Thankfully, Mike’s leap made it. He and his partners built a company that would capitalize on the information technology boom, but without dealing in information, per se. Rather, Optima’s products and services transmit information through infrastructure development that keeps it material and concrete.
“Optima is a wireless infrastructure company that is self-performing,” Mike says. “We build the wireless infrastructure for cell carriers, wireless network operators, and state and local governments. We are in the construction business in a way, building cell towers, and really any component of a network. For Verizon, AT&T, and the like, we put people in the field to build the towers and install components, and our project managers, coordinators, and technicians handle the rest.”
In a business like Mike’s, his mastery of the fundamentals was destined to shine. And after seven years of growth and success, when Optima was acquired in 2011 by MasTec, an infrastructure construction conglomerate, Mike’s big picture intuitions helped spur a greater strategic vision for Optima and other MasTec properties.
Through these successes, Mike is still learning about himself as a leader. His most recent awakening also serves as a message that he would pass along to any young person entering the business world today. “Through an experience at a personal development workshop, I learned that although I was leading, I always had a kind of governor on,” he concedes. “I was playing it safe. I would push to the very edge of safety and succeed, but I would never put myself in a situation where I could try my hardest and possibly fail. This lesson changed not only the way I lead in business, but the way I connect with my wife and the way I’m a father to my kids.”

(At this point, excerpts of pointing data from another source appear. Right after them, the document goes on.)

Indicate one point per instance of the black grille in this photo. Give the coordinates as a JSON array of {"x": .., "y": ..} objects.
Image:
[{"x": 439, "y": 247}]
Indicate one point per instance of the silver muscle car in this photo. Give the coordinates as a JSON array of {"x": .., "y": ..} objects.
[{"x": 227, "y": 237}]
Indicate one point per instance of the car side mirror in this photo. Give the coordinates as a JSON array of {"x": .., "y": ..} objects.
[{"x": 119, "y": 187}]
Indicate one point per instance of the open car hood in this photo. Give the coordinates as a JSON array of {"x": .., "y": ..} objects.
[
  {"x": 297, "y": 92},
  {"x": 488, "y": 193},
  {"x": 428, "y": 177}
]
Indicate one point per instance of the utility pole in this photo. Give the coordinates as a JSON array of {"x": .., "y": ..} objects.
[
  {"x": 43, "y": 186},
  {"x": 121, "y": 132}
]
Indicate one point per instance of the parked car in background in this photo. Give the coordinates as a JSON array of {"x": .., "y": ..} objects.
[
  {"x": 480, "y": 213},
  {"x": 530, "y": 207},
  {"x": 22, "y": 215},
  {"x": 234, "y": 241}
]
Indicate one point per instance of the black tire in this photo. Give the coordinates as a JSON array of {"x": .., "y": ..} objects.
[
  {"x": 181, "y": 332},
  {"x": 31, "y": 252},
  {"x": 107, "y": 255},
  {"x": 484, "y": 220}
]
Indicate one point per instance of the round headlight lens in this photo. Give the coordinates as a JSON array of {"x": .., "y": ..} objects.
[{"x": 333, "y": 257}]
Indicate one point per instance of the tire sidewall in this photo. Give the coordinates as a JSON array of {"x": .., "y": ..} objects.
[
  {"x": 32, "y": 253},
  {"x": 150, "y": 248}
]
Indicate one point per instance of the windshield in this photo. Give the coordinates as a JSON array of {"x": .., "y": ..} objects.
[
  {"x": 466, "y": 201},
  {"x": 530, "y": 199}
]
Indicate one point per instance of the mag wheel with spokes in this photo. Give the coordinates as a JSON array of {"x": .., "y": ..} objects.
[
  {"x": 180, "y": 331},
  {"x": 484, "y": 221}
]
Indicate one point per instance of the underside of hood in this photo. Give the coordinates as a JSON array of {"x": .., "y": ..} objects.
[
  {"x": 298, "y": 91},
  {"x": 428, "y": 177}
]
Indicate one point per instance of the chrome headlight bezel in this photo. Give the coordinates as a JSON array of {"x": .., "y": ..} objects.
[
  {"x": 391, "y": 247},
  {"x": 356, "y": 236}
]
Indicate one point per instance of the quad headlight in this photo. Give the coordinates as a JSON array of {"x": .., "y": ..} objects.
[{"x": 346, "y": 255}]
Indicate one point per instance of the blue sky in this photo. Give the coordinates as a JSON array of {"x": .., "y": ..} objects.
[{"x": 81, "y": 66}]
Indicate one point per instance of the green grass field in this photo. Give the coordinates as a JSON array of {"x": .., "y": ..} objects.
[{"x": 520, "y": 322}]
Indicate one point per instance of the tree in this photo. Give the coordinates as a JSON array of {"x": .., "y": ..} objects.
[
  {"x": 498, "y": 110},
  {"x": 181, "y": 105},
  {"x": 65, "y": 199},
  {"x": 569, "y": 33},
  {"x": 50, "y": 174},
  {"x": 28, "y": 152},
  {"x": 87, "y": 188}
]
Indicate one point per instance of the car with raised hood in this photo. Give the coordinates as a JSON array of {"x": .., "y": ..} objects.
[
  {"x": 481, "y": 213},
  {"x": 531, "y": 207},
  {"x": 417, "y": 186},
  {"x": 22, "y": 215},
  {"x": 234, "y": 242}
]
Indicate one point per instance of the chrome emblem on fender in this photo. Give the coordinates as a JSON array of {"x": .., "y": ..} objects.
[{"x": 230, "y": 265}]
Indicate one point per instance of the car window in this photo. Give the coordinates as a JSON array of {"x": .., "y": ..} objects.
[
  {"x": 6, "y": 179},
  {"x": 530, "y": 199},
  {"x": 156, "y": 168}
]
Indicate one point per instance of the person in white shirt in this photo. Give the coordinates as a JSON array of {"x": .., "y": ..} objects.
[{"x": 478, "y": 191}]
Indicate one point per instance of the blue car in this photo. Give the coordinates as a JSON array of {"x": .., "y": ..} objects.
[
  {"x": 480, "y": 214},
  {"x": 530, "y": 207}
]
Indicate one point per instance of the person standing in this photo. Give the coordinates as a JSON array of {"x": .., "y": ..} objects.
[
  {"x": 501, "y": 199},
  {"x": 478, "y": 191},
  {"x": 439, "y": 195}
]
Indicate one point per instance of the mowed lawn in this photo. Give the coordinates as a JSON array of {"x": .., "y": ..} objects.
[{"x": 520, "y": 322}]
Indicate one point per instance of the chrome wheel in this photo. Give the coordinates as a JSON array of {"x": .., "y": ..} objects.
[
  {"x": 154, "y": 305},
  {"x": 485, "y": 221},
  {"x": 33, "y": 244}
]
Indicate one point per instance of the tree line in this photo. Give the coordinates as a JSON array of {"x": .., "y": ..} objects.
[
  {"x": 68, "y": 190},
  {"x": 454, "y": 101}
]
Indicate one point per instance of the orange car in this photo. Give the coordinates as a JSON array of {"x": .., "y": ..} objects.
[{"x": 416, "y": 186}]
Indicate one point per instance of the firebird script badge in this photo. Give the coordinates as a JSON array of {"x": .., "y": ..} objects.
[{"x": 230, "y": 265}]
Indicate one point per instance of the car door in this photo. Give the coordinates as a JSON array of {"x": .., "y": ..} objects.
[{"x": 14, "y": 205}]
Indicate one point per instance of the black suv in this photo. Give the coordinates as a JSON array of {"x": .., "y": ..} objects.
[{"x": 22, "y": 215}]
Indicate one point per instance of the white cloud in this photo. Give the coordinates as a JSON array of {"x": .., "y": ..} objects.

Perhaps the most inspiring theme that permeates Mike’s success is the fact that the awakenings upon which it’s built are self-perpetuating. One awakening inevitably paves the way for another, creating a lifetime of transformation that keeps him continually evolving into a better leader, a better business figure, a better family man, and a better person. “I have a sticker on my computer monitor with the words, What are you going to create?” he says. “So many people these days are asking, what are people going to give me, or what am I entitled to? Instead, they should be concentrating on what they’re going to create, and what kind of real value they can bring to the world, and they should be fearless about chasing that. They should be fearless about making mistakes. I learned to overcome my fear of making mistakes, and it’s opened my eyes to a whole new world of possibilities.”